= Marie Schmidt =

German political activist and politician (1895–1971)

Marie Schmidt (born Marie Kuhn; 10 February 1895 – 14 June 1971) was a German political activist and politician. (KPD). During the politically dead-locked period directly before the Hitler government took power in Berlin she became a Communist member of the parliament ("Landtag") of the People's State of Hesse ("Volksstaat Hessen").

==Biography==
===Provenance and early years===
Marie Kuhn was born in Egelsbach, at that time a small town a short distance to the north of Darmstadt. Her mother was Elizabeth. Her father Heinrich Kühn (1849–1929) was a farmer who became the father of seven daughters: Marie was the sixth. On 23 April 1914 Marie Kuhn married the plasterer Adolf Theodor Schmidt (1890–1943).

===Politics===
During the war, which broke out a little more than three months later, Marie and Adolf Schmidt were both deeply involved with the "proletarian" peace movement. She was an early member of the Communist Party of Germany which in 1918/19 emerged from it. In her home community, she was elected to become a member of the Egelsbach local council. She also made her mark across Hesse more widely, gaining a reputation as an effective and aggressive public speaker representing the Hesse Communist Party, and acquiring the soubriquet "Rote Marie" ("Red Mary").

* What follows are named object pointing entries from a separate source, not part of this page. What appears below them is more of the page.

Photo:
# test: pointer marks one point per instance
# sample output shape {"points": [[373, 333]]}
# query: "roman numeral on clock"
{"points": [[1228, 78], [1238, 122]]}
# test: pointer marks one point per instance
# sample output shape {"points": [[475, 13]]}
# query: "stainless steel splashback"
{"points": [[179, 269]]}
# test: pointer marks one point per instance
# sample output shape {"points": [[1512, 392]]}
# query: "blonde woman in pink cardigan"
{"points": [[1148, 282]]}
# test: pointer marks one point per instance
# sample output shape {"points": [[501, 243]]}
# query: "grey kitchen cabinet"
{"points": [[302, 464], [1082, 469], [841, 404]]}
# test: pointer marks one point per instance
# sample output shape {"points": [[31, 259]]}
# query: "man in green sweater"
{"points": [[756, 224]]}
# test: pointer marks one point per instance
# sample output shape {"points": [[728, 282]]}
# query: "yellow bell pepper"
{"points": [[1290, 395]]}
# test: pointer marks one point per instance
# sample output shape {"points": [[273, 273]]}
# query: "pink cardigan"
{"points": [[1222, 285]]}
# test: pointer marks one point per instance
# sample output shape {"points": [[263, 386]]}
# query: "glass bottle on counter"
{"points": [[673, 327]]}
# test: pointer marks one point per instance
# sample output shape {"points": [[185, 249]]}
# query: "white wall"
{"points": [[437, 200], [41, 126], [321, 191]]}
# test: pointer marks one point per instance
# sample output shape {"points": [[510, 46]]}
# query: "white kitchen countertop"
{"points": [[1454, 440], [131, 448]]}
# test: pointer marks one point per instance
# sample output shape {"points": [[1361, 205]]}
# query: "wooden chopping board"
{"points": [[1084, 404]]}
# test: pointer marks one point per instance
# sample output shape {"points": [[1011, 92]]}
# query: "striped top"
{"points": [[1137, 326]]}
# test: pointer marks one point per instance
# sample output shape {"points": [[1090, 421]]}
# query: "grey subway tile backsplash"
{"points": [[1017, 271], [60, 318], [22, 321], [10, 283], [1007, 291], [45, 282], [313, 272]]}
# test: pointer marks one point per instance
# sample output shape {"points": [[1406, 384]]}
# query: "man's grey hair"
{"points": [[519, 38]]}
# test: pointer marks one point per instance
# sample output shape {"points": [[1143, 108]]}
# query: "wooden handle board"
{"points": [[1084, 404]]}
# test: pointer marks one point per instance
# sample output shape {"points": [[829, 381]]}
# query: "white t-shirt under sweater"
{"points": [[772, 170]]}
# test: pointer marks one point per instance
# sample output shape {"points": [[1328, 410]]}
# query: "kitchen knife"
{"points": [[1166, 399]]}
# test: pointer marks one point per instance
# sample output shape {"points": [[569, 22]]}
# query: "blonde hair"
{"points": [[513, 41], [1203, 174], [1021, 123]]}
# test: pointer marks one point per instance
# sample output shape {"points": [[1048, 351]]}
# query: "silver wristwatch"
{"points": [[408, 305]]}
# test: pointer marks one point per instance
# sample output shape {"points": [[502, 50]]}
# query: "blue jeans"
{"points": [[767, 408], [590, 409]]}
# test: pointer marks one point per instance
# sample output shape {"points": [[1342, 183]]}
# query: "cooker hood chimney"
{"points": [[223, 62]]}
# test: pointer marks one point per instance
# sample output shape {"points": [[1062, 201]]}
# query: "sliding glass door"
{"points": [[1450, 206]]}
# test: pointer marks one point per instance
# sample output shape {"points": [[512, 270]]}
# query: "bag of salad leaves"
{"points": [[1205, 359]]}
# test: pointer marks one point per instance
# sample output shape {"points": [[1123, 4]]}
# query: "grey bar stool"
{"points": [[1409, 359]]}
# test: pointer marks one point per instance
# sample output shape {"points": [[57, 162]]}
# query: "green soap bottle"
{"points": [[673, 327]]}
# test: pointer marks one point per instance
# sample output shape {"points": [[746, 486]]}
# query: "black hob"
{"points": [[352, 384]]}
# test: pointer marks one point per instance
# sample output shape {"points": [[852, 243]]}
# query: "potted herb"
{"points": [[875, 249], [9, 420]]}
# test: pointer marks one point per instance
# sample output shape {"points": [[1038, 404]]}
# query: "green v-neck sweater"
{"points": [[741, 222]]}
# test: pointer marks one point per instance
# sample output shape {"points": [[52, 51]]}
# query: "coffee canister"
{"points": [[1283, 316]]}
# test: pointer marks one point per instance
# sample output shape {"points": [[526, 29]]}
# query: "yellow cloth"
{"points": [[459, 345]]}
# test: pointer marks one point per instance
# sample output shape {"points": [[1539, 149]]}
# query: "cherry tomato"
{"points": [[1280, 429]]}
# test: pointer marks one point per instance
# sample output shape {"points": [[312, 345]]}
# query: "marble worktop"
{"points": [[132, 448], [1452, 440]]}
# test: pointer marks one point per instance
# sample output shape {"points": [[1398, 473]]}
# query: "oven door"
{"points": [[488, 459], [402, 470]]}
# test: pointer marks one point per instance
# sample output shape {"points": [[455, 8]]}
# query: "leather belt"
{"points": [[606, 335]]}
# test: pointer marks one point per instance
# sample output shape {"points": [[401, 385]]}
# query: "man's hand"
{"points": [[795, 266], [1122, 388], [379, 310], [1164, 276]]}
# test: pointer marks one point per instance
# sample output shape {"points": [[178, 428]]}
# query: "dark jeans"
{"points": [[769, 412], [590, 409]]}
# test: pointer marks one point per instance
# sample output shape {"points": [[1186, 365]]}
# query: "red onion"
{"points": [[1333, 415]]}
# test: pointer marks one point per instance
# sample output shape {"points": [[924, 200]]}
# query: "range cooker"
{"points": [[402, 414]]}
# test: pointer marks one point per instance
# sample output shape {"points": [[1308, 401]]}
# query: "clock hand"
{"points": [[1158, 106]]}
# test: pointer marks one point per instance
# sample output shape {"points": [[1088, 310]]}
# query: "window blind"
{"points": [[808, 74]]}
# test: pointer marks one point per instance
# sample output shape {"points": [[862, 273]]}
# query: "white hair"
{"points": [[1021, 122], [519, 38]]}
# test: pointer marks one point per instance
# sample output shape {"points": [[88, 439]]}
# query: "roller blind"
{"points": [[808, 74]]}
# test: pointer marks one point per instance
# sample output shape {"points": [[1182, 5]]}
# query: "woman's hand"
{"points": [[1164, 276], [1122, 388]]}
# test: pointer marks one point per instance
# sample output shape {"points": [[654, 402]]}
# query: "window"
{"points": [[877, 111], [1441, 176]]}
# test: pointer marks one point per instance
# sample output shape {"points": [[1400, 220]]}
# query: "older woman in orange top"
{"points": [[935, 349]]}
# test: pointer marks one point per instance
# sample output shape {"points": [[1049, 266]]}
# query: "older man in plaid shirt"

During 1931/32, Schmidt served as one of just three women members of the 70-seat Hesse state parliament ("Landtag"). Having secured her seat in the election of 15 November 1931 she made just one brief speech in the chamber. That was in February 1932 when she contributed to a debate over a government bill.

In March 1933, following the National Socialist take-over in January 1933, Schmidt and her husband were arrested in the aftermath of the Reichstag fire. They were detained for several weeks and then released. Under the dictatorship the Communist Party and political activism were banned. After 1945, Schmidt, by now a widow, rejoined the Communist Party, but with Communism now seen increasingly as a proxy for Soviet expansionist ambitions the party no longer enjoyed significant support in what became, in 1949, the German Federal Republic (West Germany). Marie Schmidt withdrew from public political engagement. Nevertheless, after the Communist Party had been banned by the West German Constitutional Court in 1956, and then, as Cold War concerns began to recede, quietly relaunched with a new name in 1968, Marie Schmidt (re)joined the "new" party.

===Theo===
The couple's son Theo evidently shared their political convictions. In 1934, he fled to the Saarland which remained under French military occupation. That meant there was little likelihood of close surveillance or sudden arrest by the German Security Services. In 1936, Theo went to Spain to fight for the "antifascist" International Brigades and was killed in 1937 during the fighting for Taragona.

===Later years===
After the death of her husband in 1943, Schmidt worked in a Frankfurt post office. She moved to live with her daughter Margot in nearby Neu-Isenburg in 1945. It was here that in 1971 she died.